[Protection for human rights defenders, reporting false solutions, impacts of mega projects, black women, trans women]
Leadership of the LesBiTrans Collective, Altamira, Pará, Brazil.
The LesBiTrans Collective is located in Altamira, a municipality located on the banks of the Xingu River, in the middle of the Brazilian Amazon. During the military dictatorship, a considerable part of the public lands were grabbed by landowners, who brought large numbers of men from the Brazilian northeast and put them in conflict with the indigenous and riverside population that lived there, starting a long cycle of violence and making it the most violent region in Brazil.
In the midst of this conflicting context, in 2016 a hydroelectric plant was built in the region, called Belo Monte - the largest hydroelectric plant in Brazil. The construction of Belo Monte brought even more men to the region, men disconnected from their communities and families, generating a large increase in gender-based violence. The city of Altamira still did not have any civil society organization to defend the trans population, who found themselves completely helpless in the face of the increase in violence and the collusion of the company that managed Belo Monte and public authorities.

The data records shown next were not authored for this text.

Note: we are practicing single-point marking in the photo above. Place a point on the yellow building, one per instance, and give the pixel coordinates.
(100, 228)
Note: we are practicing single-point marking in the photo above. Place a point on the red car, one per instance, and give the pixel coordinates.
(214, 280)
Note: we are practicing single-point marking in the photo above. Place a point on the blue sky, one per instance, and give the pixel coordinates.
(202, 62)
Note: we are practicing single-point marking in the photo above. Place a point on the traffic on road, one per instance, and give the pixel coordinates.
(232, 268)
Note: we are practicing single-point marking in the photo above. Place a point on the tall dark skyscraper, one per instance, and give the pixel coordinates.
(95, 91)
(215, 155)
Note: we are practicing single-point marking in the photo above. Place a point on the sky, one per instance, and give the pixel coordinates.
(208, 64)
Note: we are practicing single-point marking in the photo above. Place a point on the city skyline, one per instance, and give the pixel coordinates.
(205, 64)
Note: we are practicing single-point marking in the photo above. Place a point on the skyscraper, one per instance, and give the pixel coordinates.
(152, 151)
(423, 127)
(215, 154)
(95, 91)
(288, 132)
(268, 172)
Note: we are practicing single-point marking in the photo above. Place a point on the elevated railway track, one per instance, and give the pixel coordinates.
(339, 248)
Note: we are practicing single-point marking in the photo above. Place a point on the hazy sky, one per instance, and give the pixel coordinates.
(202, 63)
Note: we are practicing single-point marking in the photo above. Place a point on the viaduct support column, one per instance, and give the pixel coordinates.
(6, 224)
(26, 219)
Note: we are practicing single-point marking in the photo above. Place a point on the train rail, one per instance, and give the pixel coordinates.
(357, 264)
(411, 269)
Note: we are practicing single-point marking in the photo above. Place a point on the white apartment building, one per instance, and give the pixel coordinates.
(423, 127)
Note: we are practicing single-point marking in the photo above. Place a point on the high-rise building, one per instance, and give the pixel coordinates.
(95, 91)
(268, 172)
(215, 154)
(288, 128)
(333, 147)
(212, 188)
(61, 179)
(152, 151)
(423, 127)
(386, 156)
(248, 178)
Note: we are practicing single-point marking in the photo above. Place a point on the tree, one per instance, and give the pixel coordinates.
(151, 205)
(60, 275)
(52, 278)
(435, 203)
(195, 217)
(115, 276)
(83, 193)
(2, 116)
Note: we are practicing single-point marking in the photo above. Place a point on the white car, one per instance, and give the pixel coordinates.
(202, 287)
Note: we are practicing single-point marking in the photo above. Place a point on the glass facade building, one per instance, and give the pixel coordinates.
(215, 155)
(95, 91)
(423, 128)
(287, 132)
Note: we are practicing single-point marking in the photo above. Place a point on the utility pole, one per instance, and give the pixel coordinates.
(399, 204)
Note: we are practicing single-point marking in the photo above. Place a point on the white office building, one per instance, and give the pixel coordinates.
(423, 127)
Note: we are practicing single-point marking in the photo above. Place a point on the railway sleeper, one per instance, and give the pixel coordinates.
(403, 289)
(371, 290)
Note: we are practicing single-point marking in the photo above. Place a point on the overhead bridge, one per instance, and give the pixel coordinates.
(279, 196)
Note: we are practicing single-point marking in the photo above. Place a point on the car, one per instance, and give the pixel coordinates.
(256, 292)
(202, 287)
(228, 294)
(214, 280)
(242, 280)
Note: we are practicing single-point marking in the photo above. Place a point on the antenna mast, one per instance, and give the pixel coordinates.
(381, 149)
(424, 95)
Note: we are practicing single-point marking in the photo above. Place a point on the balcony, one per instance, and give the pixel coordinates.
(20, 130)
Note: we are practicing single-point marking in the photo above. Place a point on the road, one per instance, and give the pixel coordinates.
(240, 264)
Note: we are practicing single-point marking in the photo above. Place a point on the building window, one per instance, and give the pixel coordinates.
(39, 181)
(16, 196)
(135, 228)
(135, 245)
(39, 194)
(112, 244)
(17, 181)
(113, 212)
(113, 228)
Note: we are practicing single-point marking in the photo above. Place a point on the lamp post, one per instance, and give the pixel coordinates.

The Amazonian Collective LesBiTrans, created in 2018, is the first civil society organization to work exclusively on climate justice and LGBTQIA+ people in the city of Altamira (PA). Since its founding, the LesbiTrans Collective denounces Belo Monte, a hydroelectric plant that produces more greenhouse gasses than it saves, and which caused the forced displacement of around 20,000 people.
The construction of housing complexes for these people in degraded areas, with inadequate soil and no forest formations, fragmented territories and intensified climate vulnerability. Thus, the LesBiTrans Collective works to protect LBTQIA+ women, especially black travestis from the riverside and forest communities, residents of inappropriate housing complexes built to house the removed populations.
Access to water has been one of the demands of the LesBiTrans Collective in the region in the face of water and soil contamination, as well as the defense of land, rivers and islands, the fight against gender-based violence and LGBTphobia, socio-environmental justice and direct confrontation with pressure coming from landowners, miners, mining companies and hydroelectric plants installed in the region.
To defend the well-being, mental and physical health of the women they work with, the collective is contributing to the construction of an “Ecological Park for Good Living”, in addition to being able to directly influence the local government to build networks of sanitation in a neighborhood whose population, until now, did not have this essential service.